Enable the APIs you plan to use and then create the credentials they require. Depending on the API, you need an API key, a service account, or an OAuth 2.0 client ID. Refer to the API documentation for details. For more information, see Google Cloud API Common Tasks.
Prerequisites
Prepare and load the sample data.
- Obtain the data. The US Government keeps a record of names given to newborn babies for each year going back to 1880. You can download the data from Popular Baby Names. The zip archive contain several comma separated value (CSV) files (one for each year). The file names are in the format “yobNNNN.txt”. You can choose any file you like. For this example we’ll use the file yob2010.txt that contains the most popular names for the year 2010.
- Unzip the archive. The format for each CSV file is name, gender, count. Where gender is either “M” or “F”, and count is the number of children given that name. Remember this format, because you will use it for the schema when you create your table.
NoteThe sample data is already in comma separated value (CSV) format. One of the formats accepted by BigQuery, the other being JSON. So no data preparation is required before loading it into BigQuery.
Create a Dataset
- Launch the Big Query Browser.
- In the left panel, select your project.
- Next to your project name, click the down arrow .
- In the popup menu, click Create new dataset.

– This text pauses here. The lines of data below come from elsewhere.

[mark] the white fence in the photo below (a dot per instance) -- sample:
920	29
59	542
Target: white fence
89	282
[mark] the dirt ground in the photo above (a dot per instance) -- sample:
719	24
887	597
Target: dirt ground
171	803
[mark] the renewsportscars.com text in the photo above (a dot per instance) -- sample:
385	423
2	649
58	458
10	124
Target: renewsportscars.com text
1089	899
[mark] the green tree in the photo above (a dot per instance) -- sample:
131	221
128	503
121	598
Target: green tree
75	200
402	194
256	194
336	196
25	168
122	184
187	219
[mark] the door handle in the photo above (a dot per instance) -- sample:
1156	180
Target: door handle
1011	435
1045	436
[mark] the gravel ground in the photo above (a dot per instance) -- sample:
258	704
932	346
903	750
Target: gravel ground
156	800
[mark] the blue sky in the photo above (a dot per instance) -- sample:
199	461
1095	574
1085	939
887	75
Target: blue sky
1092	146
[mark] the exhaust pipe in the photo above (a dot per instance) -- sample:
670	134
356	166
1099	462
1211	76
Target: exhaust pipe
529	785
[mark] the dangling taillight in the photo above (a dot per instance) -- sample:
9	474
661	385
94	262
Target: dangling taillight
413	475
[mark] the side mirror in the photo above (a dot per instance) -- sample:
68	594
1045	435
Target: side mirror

- In the dialog box, for the Dataset ID enter the name of the dataset, for example: PopularNames.
- Click OK.
The new dataset is created and listed under the project in the left panel.
Create and Populate a Table
Now. let’s create the table to hold the data we want to query.
- Click the arrow icon on the right side of the name of the dataset just created.
- In the popup menu, click Create new table. A wizard dialog window is displayed.
- In the next dialog window, in the Table ID box enter the name of the table. In the picture shown next, the name is Names_1930. Notice that the Dataset ID is PopularNames.
- Click Next.
- In the next dialog window, keep the source format CSV selected.
- In the Load data from, click the Choose file button.
- From your local drive select the file yob1930.txt.
- Click Next.
- In the next dialog window, define the Edit Schema. Click the link Edit as text and enter the following schema: name:string,gender:string,count:integer.
- Click Next.
- In the next dialog window, assure that the field delimiter selection is Comma.
- Click Submit. Wait for the data to load. If the loading is successful you should see the table name Names_1930 displayed under the PopularNames dataset, in the left panel.
Query the Data
Finally, here the rubber hits the road. Let’s query the table we have just populated. .
- In the left panel, click the name of the table just created. You will see the schema information displayed in the main panel as shown in the next picture.
- With the Names_1930 table selected, click the Query Table button in the upper right.
- In the New Query box enter the following query:
SELECT name,count FROM PopularNames.Names_1930
WHERE gender = ‘F’ ORDER BY count DESC LIMIT 5; - Click the Run Query button. You should get the following results:
… So Mary was the most popular name for baby girls in the US in the year 1930.